Global macro overview for 17.03.2016:
The New Zealand GDP data , together with the current account to GDP, were released overnight. The data turned out to be better than expected. In the final quarter of 2015, the GDP had increased from the level of 0.9% q/q; 2.3% y/y ( 0.7% q/q; 2.1% y/y expected) and account deficit to GDP was released at the level of 0.9% q/q; 2.3% y/y (0.7% q/q; 2.1% y/y expected). Business services were the main catalyst of the robust rise in production last quarter, edging 1.5%, while construction surged 2.5%. Retail trade and accommodation also increased last quarter, up 1.7% amid record number of tourists coming to New Zealand. The worst performer was agriculture sector with production falling 1.7% due to lower beef and sheep output. In conclusion, the overall GDP for 2015 was at the level of 2.3%, lower than 2014 GDP from the level of 4.1%. For this year RBNZ projects the GDP at the level of 2.6% and further accelerations to 3% by March 2017.

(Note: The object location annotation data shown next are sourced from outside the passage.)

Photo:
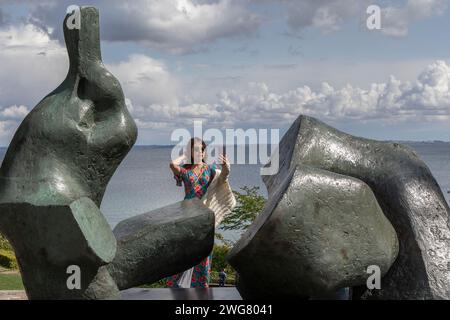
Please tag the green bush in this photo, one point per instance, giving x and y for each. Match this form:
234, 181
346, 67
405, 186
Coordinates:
4, 244
8, 260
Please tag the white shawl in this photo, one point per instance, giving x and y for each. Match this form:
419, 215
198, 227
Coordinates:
220, 199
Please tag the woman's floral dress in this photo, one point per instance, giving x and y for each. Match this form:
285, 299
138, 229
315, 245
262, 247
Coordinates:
196, 186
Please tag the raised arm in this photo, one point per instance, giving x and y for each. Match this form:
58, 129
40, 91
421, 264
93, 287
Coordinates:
223, 160
175, 164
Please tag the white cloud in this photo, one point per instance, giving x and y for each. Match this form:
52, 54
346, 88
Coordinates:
146, 80
31, 64
426, 99
396, 20
174, 25
330, 15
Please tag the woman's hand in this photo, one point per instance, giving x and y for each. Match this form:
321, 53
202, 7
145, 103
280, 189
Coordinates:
223, 160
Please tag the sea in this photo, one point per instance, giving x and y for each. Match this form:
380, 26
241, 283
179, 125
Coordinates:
143, 182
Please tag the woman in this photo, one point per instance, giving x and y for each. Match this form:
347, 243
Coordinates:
210, 184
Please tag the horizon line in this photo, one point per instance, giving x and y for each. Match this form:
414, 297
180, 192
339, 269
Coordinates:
173, 145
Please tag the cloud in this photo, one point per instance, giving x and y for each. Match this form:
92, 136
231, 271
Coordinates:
396, 20
426, 99
331, 15
178, 26
31, 64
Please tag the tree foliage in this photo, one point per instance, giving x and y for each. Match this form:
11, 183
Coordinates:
249, 204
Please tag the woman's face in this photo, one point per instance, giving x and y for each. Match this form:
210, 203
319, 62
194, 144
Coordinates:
198, 152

Let's now take a look at the technical picture of the NZD/USD pair at the daily time. We can see that the pair got stuck between two important levels: technical support at the level of 0.6565 and technical resistance at the level of 0.6819. The pair is trading in the range zone,and until there is a clear and sustained break out in either directions, it is hard to say whether bulls or bears will take the complete control over the market.